Rainwater Systems Done Right

 

Yesterday evening at Treehouse green home improvement store, Design-Build-Live brought in Chris Maxwell-Gaines of Innovative Water Solutions Chris gave a great comprehensive presentation on good design for rainwater systems. Chris had his start in rainwater collection while in the Peace Corps in South America where he learned to live with a 200-gallon tank of rainwater for all his indoor water needs. Since then he’s had 10 years of experience running a rainwater engineering company, so his knowledge on this topic is broad and deep. Here’s some of the advice he passed along last night:

Why Rainwater Harvesting?

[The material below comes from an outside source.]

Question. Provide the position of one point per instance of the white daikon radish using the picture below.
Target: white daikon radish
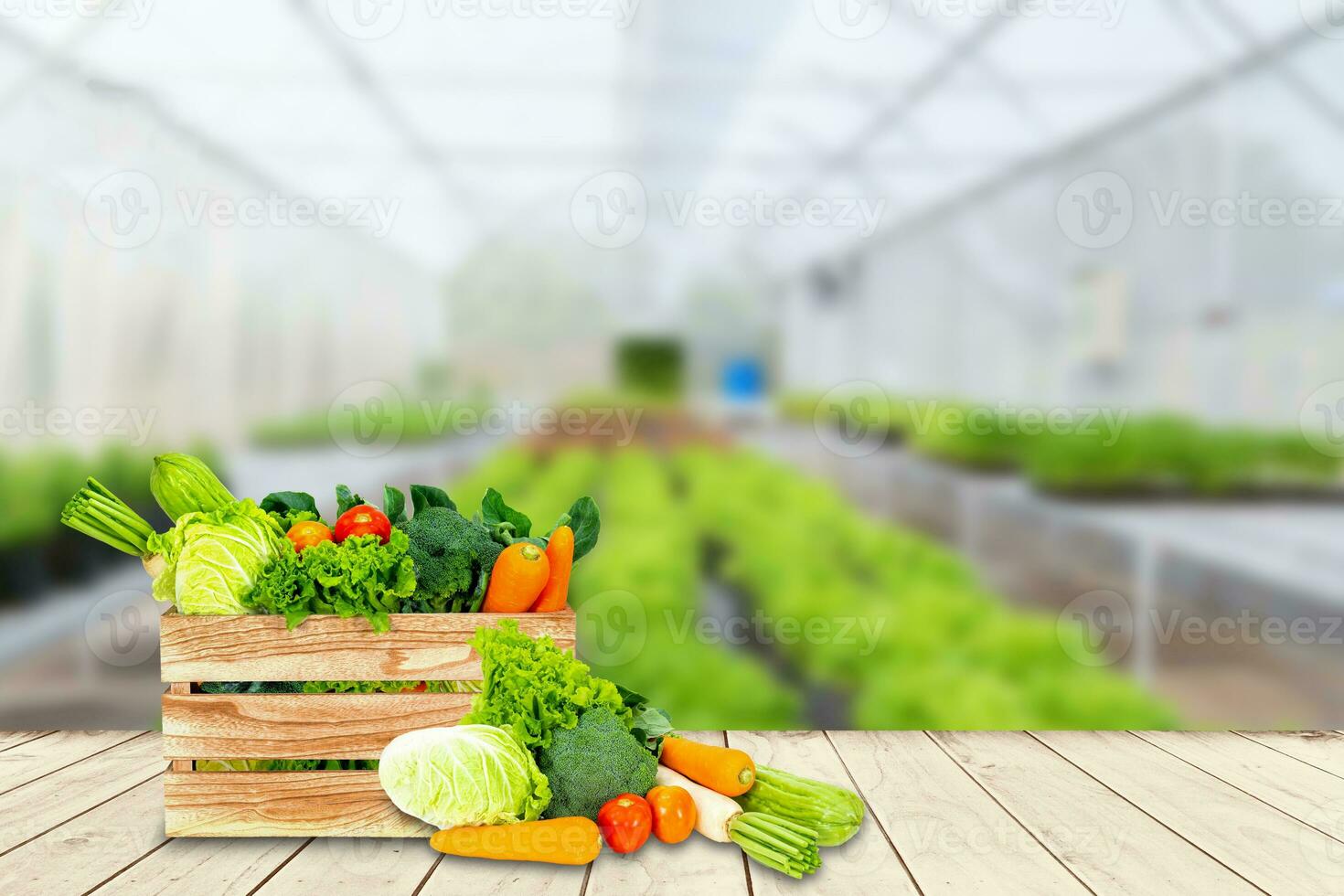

A few reasons to put rainwater collection into your life and business include:

  • Regional watershed systems can’t support large human populations.
  • It counteracts the extreme runoff situation you create with large amounts of impervious cover (i.e. buildings, streets, parking lots) in urban areas.
  • Rain doesn’t always fall in the right place to replenish urban water supplies. (Take the Onion Creek Halloween flood, for example, which did nothing to help fill up Lake Travis!)
  • Localized rainwater collection reduces dependence on massive, centralized water treatment and distribution systems which have miles of pipe that leak quite a lot.

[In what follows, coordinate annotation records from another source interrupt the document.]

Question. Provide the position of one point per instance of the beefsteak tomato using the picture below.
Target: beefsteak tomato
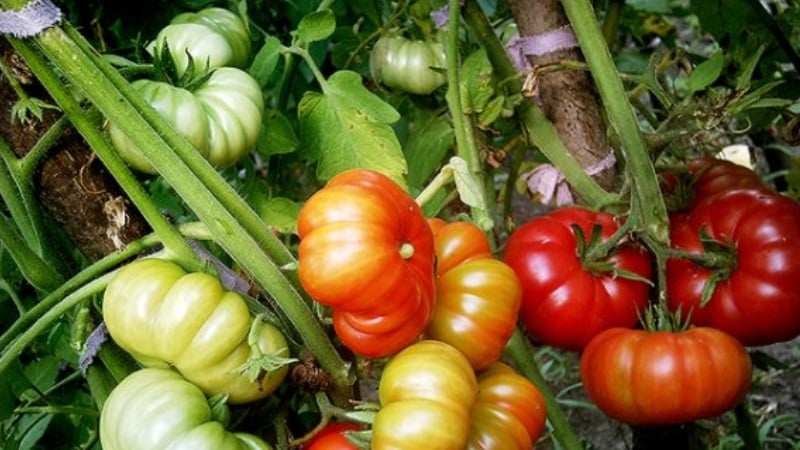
(157, 409)
(644, 378)
(565, 300)
(426, 392)
(367, 251)
(164, 316)
(754, 268)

Some Rainwater Don’ts – Believe it or not, people have tried all these things that he definitely doesn’t recommend.

  • Don’t use clear pipes, or tanks. Sun plus rainwater equals algae!
  • Don’t string many small tanks together with lots of connecting pipe. That’s a lot of potential leakage!
  • Don’t bury tanks that weren’t designed to go in the ground. They’ll collapse!
  • Don’t DIY completely on your own. Pay for an hour or two of professional advice and avoid major pitfalls!

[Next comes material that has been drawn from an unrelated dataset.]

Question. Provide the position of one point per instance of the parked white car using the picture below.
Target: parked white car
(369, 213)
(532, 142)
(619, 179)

Components of a Good Rainwater System

  • Roof – Almost any type of roof surface works for irrigation water. For potable (drinking quality) metal, clay, or tile work best.
  • Gutter screens to keep out leaves and debris.
  • Tank inlet filter
  • First-flush reservoir with ball valve (need about 10 gal per 1,000 square feet of collection surface)
  • Pump system
  • Backflow prevention device (especially for systems connected to city water systems)
  • Tank gauge to show how much water you have
  • Storage – good tanks are usually metal, polyethylene, or fiberglass. You can also put storage bladders into crawl spaces in the foundation of a building.
  • Treatment – For potable water, a sediment filter, carbon filter and disinfection system (typically UV light) are necessary.

Size of System

The best thing to do to size your system is to do the maximum you can with your budget and space you have available for storage. Currently, City of Austin rebates are $1/gallon for pressurized rainwater systems and $0.50/gallon for non-pressurized. Rebates tend to change, or disappear, so get them while the getting is good!

NOTE: Thanks to Mike Kaiser at Treehouse for finding the notes I left at the store and reading them to me over the phone so I could finish this blog!